Exploring the Compiler

For my own education and fun times, I’m exploring the compiler, with a particular eye for incremental compilation. I don’t have a realistic expectation of delivering it, but I’m curious what obstacles I’ll run into along the way, and at the very least will have a deeper appreciation for the crystal core team :)

As a starting point, my first goal is to see if I could build something in my first point from this post, specificaly:

A new crystal tool that adds missing typing information to methods after type inference is complete (would operate similarly to the existing format crystal tool in my mind) to quickly add typing everywhere it’s needed.

For my trivial case, I’m using this basic crystal program as my proof-of-concept:

def hello!
    "Hello World!"
end

puts hello!

With the inferred type String as the intended type for that hello! method.

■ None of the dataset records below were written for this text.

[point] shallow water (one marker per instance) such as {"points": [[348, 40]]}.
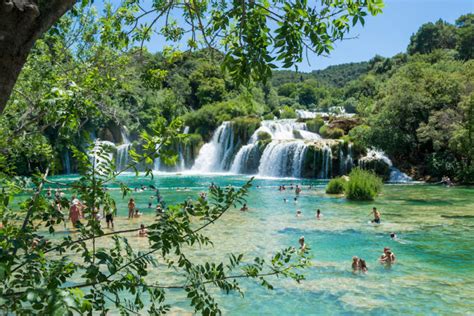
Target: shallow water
{"points": [[435, 250]]}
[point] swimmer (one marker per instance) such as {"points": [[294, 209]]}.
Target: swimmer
{"points": [[244, 208], [318, 214], [388, 256], [302, 244], [159, 210], [143, 232], [150, 201], [376, 214], [297, 190], [355, 264], [131, 208]]}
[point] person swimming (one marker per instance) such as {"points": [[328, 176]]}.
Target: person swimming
{"points": [[363, 266], [297, 190], [376, 215], [244, 208], [318, 214], [302, 244], [355, 264], [388, 256], [143, 232]]}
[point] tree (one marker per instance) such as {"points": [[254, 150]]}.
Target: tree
{"points": [[242, 28], [431, 36], [465, 43]]}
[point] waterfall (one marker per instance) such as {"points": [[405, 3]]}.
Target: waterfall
{"points": [[345, 160], [67, 162], [282, 159], [395, 174], [215, 155], [101, 155], [326, 167], [122, 158]]}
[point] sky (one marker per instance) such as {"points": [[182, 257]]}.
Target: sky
{"points": [[385, 34], [389, 33]]}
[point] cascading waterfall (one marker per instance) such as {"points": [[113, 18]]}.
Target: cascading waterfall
{"points": [[101, 154], [395, 174], [326, 167], [67, 162], [282, 159], [122, 158], [345, 160], [284, 151], [215, 155]]}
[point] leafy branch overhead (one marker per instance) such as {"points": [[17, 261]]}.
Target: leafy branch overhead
{"points": [[75, 274], [256, 36]]}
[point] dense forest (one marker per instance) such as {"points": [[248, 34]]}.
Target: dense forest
{"points": [[417, 106]]}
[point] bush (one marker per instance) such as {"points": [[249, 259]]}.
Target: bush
{"points": [[336, 186], [315, 124], [363, 185], [269, 116], [332, 133], [244, 127], [287, 112], [263, 136]]}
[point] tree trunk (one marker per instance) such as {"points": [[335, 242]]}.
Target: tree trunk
{"points": [[22, 22]]}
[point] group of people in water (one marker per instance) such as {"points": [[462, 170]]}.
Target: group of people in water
{"points": [[358, 264], [76, 213]]}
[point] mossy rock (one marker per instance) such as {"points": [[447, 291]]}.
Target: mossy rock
{"points": [[244, 127], [263, 136], [331, 133], [315, 124], [378, 166]]}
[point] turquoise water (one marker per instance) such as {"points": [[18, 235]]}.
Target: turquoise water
{"points": [[435, 251]]}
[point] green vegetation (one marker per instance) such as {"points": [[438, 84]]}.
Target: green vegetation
{"points": [[331, 132], [315, 124], [363, 185], [336, 186]]}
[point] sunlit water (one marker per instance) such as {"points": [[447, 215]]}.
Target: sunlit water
{"points": [[435, 251]]}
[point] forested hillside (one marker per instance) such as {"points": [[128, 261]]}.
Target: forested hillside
{"points": [[417, 106]]}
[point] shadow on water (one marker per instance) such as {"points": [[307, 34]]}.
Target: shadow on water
{"points": [[458, 216]]}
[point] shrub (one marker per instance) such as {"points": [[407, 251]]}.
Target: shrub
{"points": [[336, 186], [332, 133], [287, 112], [315, 124], [244, 127], [269, 116], [263, 136], [363, 185]]}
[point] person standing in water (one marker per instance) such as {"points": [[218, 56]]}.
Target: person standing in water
{"points": [[143, 232], [297, 190], [376, 215], [388, 256], [302, 244], [355, 264], [75, 214], [318, 214], [131, 208]]}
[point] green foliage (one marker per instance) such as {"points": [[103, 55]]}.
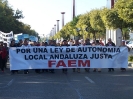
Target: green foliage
{"points": [[96, 21], [125, 9], [130, 58], [9, 20]]}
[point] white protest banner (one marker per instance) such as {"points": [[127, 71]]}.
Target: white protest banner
{"points": [[51, 57]]}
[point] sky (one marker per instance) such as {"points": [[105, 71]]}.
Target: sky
{"points": [[41, 15]]}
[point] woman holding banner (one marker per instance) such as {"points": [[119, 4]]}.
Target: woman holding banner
{"points": [[3, 55], [25, 44], [110, 43], [97, 43], [76, 44], [65, 43], [13, 45]]}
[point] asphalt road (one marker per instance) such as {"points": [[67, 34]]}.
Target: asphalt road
{"points": [[73, 85]]}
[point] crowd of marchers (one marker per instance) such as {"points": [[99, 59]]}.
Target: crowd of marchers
{"points": [[4, 52]]}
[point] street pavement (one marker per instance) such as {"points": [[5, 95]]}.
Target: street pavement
{"points": [[73, 85]]}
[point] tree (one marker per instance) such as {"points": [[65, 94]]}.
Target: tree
{"points": [[84, 25], [9, 20], [112, 20], [125, 9]]}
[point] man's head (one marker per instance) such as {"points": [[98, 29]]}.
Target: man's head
{"points": [[20, 41], [123, 43], [87, 41], [25, 42], [65, 42], [1, 43], [109, 40]]}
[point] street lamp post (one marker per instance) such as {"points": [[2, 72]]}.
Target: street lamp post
{"points": [[62, 18], [57, 25], [73, 9], [54, 29]]}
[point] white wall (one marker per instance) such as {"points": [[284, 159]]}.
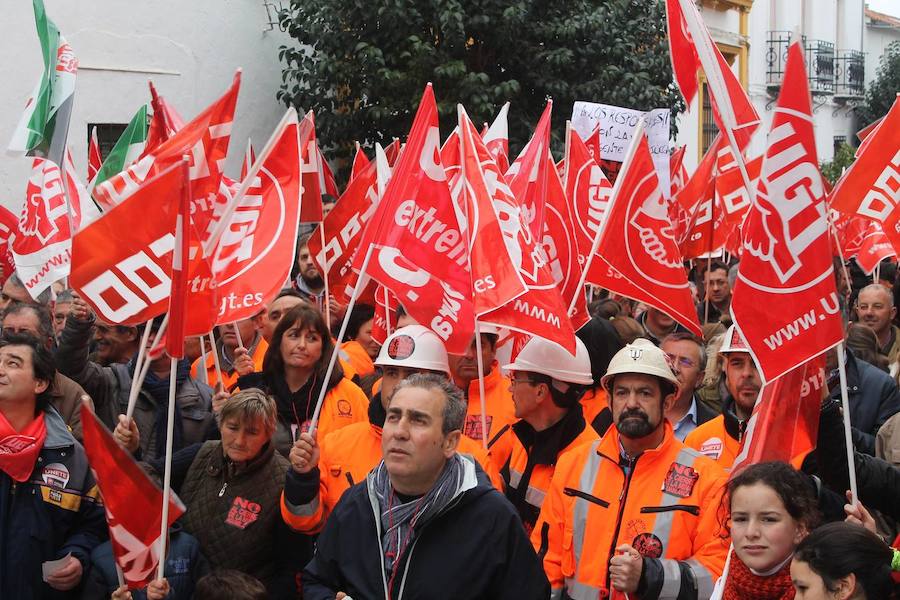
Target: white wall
{"points": [[189, 48]]}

Using the good ol’ print debugging method, I’ve discovered:

  • The Program object is the container for all parsed and processed compiler data
  • Running program.semantic on the parsed code is where all of the semantic logic and inference gets applied.
  • After running semantic, there are two variables on it that contain references to the "hello! definition: defs and def_instances
  • program.defs (which is nillable) contains a reference to the parsed function definition → program.defs.not_nil!["hello!"]. This is actually an array of DefWithMetadata, with DefWithMetadata#def being the actual definition.
  • Since the function definition has no return type, program.defs.not_nil!["hello!"][0].def.return_type returns nil
  • program.def_instances contains the actual invocations / resolved definitions, but uses a DefInstanceKey as the key, which (among other properties, uses the def_object_id as the main part of the key.
  • This little blurb gets the resolved type for the hello! function:
# This is inefficient, but whatever
key = program.def_instances.keys.find! do |k| 
  k.def_object_id == program.defs.not_nil!["hello!"][0].def.object_id 
end
program.def_instances[key].return_type # => nil
program.def_instances[key].type # => String

Some additional experimentation along those lines shows the same type of inferencing and typing happens on the method arguments as well, woot! My next step will be a rudimentary tool as a first stab at the above quote block. As an aside, finding a way to serialize and deserialize from file the Program object is probably where incremental compilation would need to explore more.

I actually don’t know what I intended with this post - I think I started it as a place to post questions about the internals of the compiler, but as I typed them out, I came up with new experiments to learn those answers on my own. So now I’ll use it as a mini-brain dump and very rough “documentation” on how the compiler works for anyone else (including future me) to learn from.

Hope it helps someone! :grin:

6 Likes

How would this tool be effected by macros? I see a potential problem if a macro adds a type/method/whatever that isnt actually in the user written code and generated at compile time. For example, a method might have an untyped argument, but a macro creates a type that ultimately ends up as the untyped argument. This would mean that the tool may try to fill in a type that won’t exist next compile…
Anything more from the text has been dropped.